Our initial email addresses had passwords that resembled ihatecat. That was considered acceptable at the dawn of the internet, but it is no longer sufficient. Hackers will have little trouble accessing your accounts if you still use such outdated passwords.

Hackers may be able to access more recent accounts using the personal data from your prior accounts. Always use strong passwords, update old accounts, and delete any you no longer use.

On “simple” websites, we crack your password.

According to a survey, almost half of us use the same password for various websites, which makes it simple for cybercriminals to commit fraud. “A hacker will enter a soft target, such as a hiking forum, steal your email address, and then go to your email account and attempt to get in using the same password.

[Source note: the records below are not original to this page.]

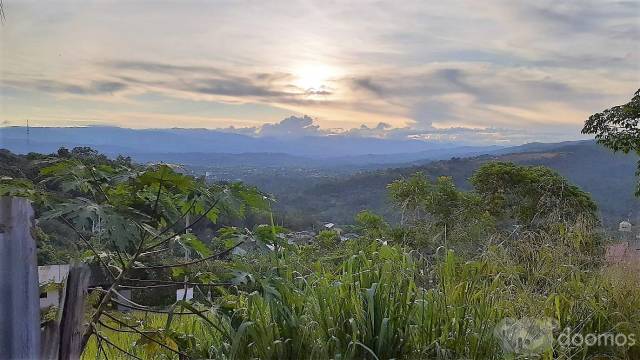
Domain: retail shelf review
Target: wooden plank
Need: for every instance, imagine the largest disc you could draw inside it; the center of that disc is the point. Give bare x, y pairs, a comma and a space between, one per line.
71, 322
20, 294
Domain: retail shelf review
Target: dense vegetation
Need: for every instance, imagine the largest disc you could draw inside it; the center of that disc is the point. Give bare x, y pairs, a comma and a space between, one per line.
306, 200
503, 268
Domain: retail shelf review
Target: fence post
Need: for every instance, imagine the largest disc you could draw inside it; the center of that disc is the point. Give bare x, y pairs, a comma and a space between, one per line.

If that is successful, they will check your email account for any bank correspondence. They will then try that password on your bank account.

Use two-factor authentication, a specific feature that makes it necessary to log on with more than simply your username and password. For instance, a website can demand you to input a randomly generated ID number in addition to your password.

Online purchasing

You take a risk every time you shop online. Every online store will assure you that it is secure. Sadly, everyone experiences data breaches, and hackers have taken payment information from reputable companies.

The best approach to safeguarding your information when purchasing online is to use a backup option like PayPal or Apple Pay.

Impersonate trustworthy companies

A bogus financial warning from your bank or credit card provider, an order confirmation from a merchant, or a social networking invitation could all arrive in the mail.

Always keep in mind that most businesses will never formally request your account details. You can occasionally detect this scam by scanning for misspellings or unusual addresses while hovering over the address in the From field or selecting Reply All. Additionally, confirm that you are the only person to whom the email was sent.

The possibility of misspelling

We all occasionally have clumsy thumbs, but did you know that they may take you right into the realm of a hacker. These websites’ URLs are usually off by a letter or number, but they often appear precisely like the page you were heading to. This phishing technique is one that many people fall for. Always check the website address before entering any personal information.

Using false, free versions of widely used applications

These apps steal private data, get over your phone’s security measures, or sign you up for expensive services. When a game asks for several types of access, and you choose the free version, you agree to all requests. The next thing you know, it’s stealing your money and sending premium SMS text messages.

Examine an app’s reviews and installed user base before installing it. Hackers may fabricate favorable reviews, but they are powerless to block other posters from alerting users that the app is a scam. Make sure you always download through an official market like Google Play or Apple’s app store, as most fake programs must be downloaded directly from a website.

Real-world safety

  • Avoid applying for credit cards online since they need your Social Security number. That is eternally out there once you put it in the public domain.
  • Avoid using debit cards since they make it much easier for hackers to access bank accounts than credit cards. Additionally, never tick the “Remember me” box when signing into an online account.
  • Each time, entering your username and password just takes a few seconds.
  • Use secure passwords at all times.
  • Avoid clicking on doubtful links in emails or on unfamiliar websites.
  • Calls from unknown numbers should be ignored.
  • Use secure payment methods like ApplePay and PayPal to protect your data.
  • Avoid using public WiFi, but use a VPN to connect if you must.
  • Double-check that 2FA is enabled on the smart devices you own whenever possible.